Hi,
I am using elastic version 7.11.2. I am observing that two nodes that contain an index of 102Gb (51+51), multiple DSL queries are running in the background resulting in high CPU utilization.
Enabled autoscaling on this cluster - but it doesn’t seem to autoscale.
Any thoughts on the above will be highly appreciable on how to mitigate the slow DSL query response and reduce CPU load.

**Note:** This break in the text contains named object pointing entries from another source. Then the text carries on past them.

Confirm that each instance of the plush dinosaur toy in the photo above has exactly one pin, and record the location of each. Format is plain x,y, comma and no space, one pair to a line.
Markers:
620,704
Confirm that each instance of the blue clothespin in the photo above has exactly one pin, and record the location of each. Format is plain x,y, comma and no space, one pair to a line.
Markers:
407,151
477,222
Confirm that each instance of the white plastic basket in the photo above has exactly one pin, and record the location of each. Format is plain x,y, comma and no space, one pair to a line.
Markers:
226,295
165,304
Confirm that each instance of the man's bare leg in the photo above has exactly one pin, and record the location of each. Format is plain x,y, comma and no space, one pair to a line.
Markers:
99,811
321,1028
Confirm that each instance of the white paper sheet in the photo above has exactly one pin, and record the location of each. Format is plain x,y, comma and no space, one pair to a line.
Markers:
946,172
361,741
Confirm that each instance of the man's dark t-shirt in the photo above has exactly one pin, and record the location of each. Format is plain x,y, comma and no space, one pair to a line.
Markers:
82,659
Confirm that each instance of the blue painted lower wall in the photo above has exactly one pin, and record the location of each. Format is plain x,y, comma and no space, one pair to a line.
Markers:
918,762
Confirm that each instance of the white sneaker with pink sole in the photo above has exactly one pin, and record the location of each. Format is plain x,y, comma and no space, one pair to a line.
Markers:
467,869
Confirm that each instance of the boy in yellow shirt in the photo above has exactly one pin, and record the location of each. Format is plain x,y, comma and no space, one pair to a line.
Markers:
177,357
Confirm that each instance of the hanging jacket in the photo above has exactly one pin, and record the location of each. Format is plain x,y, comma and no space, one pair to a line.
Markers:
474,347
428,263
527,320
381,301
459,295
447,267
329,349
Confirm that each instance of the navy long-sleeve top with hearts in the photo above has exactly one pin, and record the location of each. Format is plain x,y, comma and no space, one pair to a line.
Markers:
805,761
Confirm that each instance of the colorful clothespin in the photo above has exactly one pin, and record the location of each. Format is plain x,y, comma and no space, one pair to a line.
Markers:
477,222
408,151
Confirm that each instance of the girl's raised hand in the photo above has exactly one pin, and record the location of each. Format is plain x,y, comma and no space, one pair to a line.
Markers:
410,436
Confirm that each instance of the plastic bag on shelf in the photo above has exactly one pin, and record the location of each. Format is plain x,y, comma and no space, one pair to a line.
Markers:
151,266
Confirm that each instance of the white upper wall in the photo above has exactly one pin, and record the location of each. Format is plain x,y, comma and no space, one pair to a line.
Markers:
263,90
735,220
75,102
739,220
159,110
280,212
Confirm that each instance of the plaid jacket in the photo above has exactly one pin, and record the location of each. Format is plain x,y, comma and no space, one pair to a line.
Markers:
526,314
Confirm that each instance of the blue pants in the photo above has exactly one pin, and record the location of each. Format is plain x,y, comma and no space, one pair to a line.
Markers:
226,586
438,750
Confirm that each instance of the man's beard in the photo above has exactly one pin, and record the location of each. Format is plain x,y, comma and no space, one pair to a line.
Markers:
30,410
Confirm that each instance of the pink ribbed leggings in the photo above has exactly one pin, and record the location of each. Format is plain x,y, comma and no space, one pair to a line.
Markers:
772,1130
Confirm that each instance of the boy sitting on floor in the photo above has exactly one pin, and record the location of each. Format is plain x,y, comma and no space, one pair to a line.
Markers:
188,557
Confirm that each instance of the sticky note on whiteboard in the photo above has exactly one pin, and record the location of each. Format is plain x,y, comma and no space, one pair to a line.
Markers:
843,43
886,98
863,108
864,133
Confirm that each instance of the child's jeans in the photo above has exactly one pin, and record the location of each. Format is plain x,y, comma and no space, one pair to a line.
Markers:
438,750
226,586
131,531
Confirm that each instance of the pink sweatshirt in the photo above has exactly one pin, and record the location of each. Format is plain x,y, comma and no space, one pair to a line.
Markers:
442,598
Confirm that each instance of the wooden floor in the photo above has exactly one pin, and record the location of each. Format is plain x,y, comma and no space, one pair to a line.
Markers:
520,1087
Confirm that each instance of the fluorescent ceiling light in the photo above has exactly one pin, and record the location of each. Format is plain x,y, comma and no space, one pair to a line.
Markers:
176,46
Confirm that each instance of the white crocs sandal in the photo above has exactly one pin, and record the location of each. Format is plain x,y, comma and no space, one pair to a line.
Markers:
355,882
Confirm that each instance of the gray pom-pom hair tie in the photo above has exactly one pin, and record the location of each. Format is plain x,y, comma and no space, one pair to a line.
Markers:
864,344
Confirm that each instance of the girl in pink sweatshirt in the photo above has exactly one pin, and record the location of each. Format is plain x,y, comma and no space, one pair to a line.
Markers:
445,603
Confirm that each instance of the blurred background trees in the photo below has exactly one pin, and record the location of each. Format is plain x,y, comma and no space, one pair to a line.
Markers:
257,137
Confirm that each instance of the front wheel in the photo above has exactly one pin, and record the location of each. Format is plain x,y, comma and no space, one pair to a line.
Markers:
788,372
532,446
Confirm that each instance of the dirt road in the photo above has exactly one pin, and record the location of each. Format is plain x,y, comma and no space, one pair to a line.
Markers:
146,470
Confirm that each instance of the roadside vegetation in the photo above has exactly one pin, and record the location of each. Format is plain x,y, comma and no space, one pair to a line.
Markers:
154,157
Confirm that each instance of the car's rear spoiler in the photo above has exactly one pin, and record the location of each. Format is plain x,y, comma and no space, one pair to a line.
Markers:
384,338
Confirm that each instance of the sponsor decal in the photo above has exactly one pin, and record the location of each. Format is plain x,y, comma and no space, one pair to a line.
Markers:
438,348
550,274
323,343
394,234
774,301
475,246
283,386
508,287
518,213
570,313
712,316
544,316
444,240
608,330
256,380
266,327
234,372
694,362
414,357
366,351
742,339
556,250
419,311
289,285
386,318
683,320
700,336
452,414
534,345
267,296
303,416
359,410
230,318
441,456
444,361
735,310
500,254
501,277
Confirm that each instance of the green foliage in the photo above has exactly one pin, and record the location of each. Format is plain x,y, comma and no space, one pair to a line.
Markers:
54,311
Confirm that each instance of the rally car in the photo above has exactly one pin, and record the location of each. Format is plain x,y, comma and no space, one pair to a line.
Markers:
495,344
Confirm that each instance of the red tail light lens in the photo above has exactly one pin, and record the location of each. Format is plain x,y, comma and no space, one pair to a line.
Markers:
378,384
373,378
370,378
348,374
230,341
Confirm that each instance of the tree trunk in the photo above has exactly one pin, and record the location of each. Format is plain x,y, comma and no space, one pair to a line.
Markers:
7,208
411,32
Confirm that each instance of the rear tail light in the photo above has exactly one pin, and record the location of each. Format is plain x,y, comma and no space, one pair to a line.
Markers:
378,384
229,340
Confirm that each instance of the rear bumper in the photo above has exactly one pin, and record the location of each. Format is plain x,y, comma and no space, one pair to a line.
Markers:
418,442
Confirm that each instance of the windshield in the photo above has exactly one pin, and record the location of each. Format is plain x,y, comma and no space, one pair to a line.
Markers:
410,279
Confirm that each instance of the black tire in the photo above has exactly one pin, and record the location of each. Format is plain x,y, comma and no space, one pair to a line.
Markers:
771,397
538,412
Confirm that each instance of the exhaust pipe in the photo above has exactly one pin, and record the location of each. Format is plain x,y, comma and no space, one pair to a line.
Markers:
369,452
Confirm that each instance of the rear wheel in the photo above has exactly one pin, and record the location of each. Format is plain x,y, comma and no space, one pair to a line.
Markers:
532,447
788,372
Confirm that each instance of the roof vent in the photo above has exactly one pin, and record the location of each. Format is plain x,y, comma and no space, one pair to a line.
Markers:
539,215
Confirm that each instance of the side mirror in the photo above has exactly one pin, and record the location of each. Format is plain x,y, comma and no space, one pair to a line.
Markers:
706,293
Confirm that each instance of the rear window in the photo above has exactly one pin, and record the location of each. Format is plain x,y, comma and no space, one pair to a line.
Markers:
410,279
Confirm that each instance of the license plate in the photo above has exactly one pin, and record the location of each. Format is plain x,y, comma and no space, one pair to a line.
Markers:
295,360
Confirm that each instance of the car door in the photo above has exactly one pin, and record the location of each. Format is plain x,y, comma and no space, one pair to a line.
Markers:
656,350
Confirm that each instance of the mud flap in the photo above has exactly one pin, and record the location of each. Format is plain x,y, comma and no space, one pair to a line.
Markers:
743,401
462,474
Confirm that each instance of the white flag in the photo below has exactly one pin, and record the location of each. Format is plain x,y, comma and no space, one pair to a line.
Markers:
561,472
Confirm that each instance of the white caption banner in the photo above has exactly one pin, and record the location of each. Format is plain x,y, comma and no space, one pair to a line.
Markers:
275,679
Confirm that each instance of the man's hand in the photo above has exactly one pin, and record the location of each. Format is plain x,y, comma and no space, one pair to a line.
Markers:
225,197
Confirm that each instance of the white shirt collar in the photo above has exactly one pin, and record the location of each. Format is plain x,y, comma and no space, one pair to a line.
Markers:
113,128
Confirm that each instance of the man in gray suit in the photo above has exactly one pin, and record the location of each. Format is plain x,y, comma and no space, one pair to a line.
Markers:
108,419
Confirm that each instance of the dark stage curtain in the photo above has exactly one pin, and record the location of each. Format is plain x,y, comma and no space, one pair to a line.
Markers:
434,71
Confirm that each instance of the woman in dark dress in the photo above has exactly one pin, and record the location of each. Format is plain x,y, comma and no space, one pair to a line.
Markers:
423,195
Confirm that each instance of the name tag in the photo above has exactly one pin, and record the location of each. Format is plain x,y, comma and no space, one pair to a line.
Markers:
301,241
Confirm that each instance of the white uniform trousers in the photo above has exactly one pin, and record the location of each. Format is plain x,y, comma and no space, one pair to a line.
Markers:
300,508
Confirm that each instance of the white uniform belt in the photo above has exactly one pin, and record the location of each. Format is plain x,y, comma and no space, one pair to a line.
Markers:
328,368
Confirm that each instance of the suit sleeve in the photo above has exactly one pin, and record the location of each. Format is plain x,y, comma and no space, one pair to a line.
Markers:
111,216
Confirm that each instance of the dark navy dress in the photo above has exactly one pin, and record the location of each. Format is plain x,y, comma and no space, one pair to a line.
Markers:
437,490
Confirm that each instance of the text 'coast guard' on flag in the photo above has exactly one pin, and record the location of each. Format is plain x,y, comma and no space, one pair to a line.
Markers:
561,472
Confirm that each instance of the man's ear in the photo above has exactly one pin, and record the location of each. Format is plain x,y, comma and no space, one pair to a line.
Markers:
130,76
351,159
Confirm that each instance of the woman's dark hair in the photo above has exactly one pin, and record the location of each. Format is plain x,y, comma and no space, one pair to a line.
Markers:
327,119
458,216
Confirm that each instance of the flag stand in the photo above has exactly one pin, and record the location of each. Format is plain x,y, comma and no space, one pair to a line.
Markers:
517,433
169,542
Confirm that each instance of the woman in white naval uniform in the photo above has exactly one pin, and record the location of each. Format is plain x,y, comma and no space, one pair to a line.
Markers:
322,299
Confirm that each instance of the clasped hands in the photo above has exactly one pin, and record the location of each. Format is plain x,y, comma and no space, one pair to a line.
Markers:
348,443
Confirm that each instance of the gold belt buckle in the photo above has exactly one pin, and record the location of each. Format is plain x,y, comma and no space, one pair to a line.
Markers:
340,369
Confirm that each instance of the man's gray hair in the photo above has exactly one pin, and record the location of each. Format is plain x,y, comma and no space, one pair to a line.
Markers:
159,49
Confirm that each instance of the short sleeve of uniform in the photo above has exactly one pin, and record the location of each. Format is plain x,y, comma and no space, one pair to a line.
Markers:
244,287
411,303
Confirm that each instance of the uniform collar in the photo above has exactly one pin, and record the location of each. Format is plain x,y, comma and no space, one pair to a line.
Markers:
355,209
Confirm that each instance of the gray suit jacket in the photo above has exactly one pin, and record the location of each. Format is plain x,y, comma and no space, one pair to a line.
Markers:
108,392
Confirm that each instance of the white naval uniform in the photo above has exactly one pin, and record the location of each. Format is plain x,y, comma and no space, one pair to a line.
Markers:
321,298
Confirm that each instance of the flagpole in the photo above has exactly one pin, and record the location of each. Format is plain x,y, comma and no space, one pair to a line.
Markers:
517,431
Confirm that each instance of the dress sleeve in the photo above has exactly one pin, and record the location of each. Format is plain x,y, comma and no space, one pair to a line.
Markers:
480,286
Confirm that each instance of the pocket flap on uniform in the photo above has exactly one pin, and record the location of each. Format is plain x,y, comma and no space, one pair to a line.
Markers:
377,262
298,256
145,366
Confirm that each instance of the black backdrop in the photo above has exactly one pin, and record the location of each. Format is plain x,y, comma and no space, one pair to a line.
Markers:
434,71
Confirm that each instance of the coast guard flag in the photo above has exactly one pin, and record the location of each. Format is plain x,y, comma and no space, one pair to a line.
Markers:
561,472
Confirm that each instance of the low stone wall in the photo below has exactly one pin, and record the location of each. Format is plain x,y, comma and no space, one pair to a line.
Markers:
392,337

Adding below logs of nodes,os,process,gc,hot_threads for ref.
GET /_cat/nodes?v=true
ip heap.percent ram.percent cpu load_1m load_5m load_15m node.role master name
IP1 45 100 100 4.64 4.31 4.22 himrst - instance-0
IP2 75 100 100 2.98 2.96 2.81 himrst * instance-1
GET _cat/shards
index_name 0 r STARTED 153619336 51.1gb IP1 instance-0
index_name 0 p STARTED 153619336 51gb IP2 instance-1
GET _nodes/stats
"os" : {
"timestamp" : 1640075412812,
"cpu" : {
"percent" : 100,
"load_average" : {
"1m" : 5.09,
"5m" : 4.82,
"15m" : 4.66
}
},
"mem" : {
"total_in_bytes" : 8589934592,
"free_in_bytes" : 53248,
"used_in_bytes" : 8589881344,
"free_percent" : 0,
"used_percent" : 100
},
"process" : {
"timestamp" : 1640075412894,
"open_file_descriptors" : 1519,
"max_file_descriptors" : 1048576,
"cpu" : {
"percent" : 3,
"total_in_millis" : 1682949290
},
"mem" : {
"total_virtual_in_bytes" : 102227439616
}
},
"jvm" : {
"timestamp" : 1640075412902,
"uptime_in_millis" : 1519168014,
"mem" : {
"heap_used_in_bytes" : 2019352576,
"heap_used_percent" : 47,
"heap_committed_in_bytes" : 4294967296,
"heap_max_in_bytes" : 4294967296,
"non_heap_used_in_bytes" : 307331792,
"non_heap_committed_in_bytes" : 316825600,
"pools" : {
"young" : {
"used_in_bytes" : 406847488,
"max_in_bytes" : 0,
"peak_used_in_bytes" : 2573207552,
"peak_max_in_bytes" : 0
},
"old" : {
"used_in_bytes" : 1606213632,
"max_in_bytes" : 4294967296,
"peak_used_in_bytes" : 3262963712,
"peak_max_in_bytes" : 4294967296
},
"survivor" : {
"used_in_bytes" : 6291456,
"max_in_bytes" : 0,
"peak_used_in_bytes" : 322961408,
"peak_max_in_bytes" : 0
}
}
},
"gc" : {
"collectors" : {
"young" : {
"collection_count" : 265734,
"collection_time_in_millis" : 41312494
},
"old" : {
"collection_count" : 0,
"collection_time_in_millis" : 0
}
}
},
::: {instance-0}{<..>}{<..>}{<..>}{<..>}{himrst}{logical_availability_zone=<>, server_name=instance-0.<>, availability_zone=<>, xpack.installed=true, data=hot, instance_configuration=<>, transform.node=true, region=<>}
Hot threads at 2021-12-21T08:20:30.432Z, interval=500ms, busiestThreads=3, ignoreIdleThreads=true:
27.9% (139.5ms out of 500ms) cpu usage by thread 'elasticsearch[instance-0][search][T#3]'
5/10 snapshots sharing following 33 elements
app//org.elasticsearch.common.util.LongLongHash.add(LongLongHash.java:129)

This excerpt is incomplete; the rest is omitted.